Reading Wireless Home Networking For Dummies, 3rd Edition, helps you understand how to create a whole-home wireless network to reach the nooks and crannies of your home. The big initial reason that people have wanted to put wireless networks in their homes has been to 'unwire' their PCs, especially laptops, to enable more freedom of access in the home. But just about every major consumer goods manufacturer is hard at work wirelessly enabling its devices so that they too can talk to other devices in the home - you can find home theater receivers, music players, and even flat-panel TVs with wireless capabilities built right in.

People go with wireless networking for:
  • File sharing
  • Internet connection sharing
  • Printer and peripheral sharing

Tuesday, October 13, 2009

Introduction to Wireless Networking

Over the past 5 years, the world has become increasingly mobile. As a result, traditional ways of networking the world have proven inadequate to meet the challenges posed by our new collective lifestyle. If users must be connected to a network by physical cables, their movement is dramatically reduced. Wireless connectivity, however, poses no such restriction and allows a great deal more free movement on the part of the network user. As a result, wireless technologies are encroaching on the traditional realm of 'fixed' or 'wired' networks. This change is obvious to anybody who drives on a regular basis. One of the 'life and death' challenges to those of us who drive on a regular basis is the daily gauntlet of erratically driven cars containing mobile phone users in the driver's seat.

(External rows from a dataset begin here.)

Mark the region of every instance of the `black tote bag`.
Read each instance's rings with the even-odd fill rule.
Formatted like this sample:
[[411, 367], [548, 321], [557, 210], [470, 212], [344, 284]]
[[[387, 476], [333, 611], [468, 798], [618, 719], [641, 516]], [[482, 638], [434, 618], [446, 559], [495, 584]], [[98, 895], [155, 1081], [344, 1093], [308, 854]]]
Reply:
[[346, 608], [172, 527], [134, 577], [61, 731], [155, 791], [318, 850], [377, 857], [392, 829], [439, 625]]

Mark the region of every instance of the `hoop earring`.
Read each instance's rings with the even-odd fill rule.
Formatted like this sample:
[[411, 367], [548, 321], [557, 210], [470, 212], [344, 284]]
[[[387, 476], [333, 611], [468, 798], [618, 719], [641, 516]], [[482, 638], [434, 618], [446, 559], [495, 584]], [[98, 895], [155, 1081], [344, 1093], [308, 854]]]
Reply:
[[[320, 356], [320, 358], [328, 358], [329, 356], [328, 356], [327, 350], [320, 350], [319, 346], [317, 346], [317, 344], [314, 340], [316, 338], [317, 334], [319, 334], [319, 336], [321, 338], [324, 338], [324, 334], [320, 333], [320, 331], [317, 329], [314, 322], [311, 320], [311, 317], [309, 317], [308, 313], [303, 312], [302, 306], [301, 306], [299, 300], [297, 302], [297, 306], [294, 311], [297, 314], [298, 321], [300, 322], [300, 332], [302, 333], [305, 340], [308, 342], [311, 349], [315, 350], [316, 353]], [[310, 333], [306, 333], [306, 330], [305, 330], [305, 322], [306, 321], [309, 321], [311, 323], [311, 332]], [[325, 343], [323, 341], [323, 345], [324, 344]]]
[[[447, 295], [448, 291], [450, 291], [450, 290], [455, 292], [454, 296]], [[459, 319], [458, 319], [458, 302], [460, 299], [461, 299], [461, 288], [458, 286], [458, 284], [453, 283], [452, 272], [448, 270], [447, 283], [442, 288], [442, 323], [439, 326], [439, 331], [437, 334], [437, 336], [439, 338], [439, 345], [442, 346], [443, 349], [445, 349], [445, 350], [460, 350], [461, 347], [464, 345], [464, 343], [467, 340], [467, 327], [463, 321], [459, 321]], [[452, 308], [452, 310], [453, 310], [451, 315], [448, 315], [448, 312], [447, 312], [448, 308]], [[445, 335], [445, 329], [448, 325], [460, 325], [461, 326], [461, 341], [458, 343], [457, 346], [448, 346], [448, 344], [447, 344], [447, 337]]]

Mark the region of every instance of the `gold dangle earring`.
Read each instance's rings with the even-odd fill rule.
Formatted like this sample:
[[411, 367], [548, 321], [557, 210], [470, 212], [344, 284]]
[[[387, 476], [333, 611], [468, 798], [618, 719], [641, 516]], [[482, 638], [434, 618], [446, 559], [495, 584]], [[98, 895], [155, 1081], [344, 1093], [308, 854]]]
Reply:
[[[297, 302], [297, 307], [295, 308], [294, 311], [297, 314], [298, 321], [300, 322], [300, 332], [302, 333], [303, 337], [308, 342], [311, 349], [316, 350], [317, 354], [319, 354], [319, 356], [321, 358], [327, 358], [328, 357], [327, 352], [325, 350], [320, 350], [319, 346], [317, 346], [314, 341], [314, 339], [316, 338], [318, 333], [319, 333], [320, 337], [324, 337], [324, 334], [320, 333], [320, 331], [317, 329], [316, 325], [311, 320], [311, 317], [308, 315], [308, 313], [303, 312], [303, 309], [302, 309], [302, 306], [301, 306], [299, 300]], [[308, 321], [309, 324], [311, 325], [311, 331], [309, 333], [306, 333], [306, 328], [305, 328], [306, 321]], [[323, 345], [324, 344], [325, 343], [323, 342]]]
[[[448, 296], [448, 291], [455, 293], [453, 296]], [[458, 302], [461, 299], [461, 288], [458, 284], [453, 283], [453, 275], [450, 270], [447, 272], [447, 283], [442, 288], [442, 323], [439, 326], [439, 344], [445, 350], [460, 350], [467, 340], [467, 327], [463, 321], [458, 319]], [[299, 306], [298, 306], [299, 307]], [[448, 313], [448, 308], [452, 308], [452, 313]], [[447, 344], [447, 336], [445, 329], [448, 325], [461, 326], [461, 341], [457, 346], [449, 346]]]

Wireless connectivity for voice telephony has created a whole new industry. Adding mobile connectivity into the mix for telephony has had profound influences on the business of delivering voice calls because callers could be connected to people, not devices. We are on the cusp of an equally profound change in computer networking. Wireless telephony has been successful because it enables people to connect with each other regardless of location. New technologies targeted at computer networks promise to do the same for Internet connectivity. The most successful wireless data networking technology this far has been 802.11.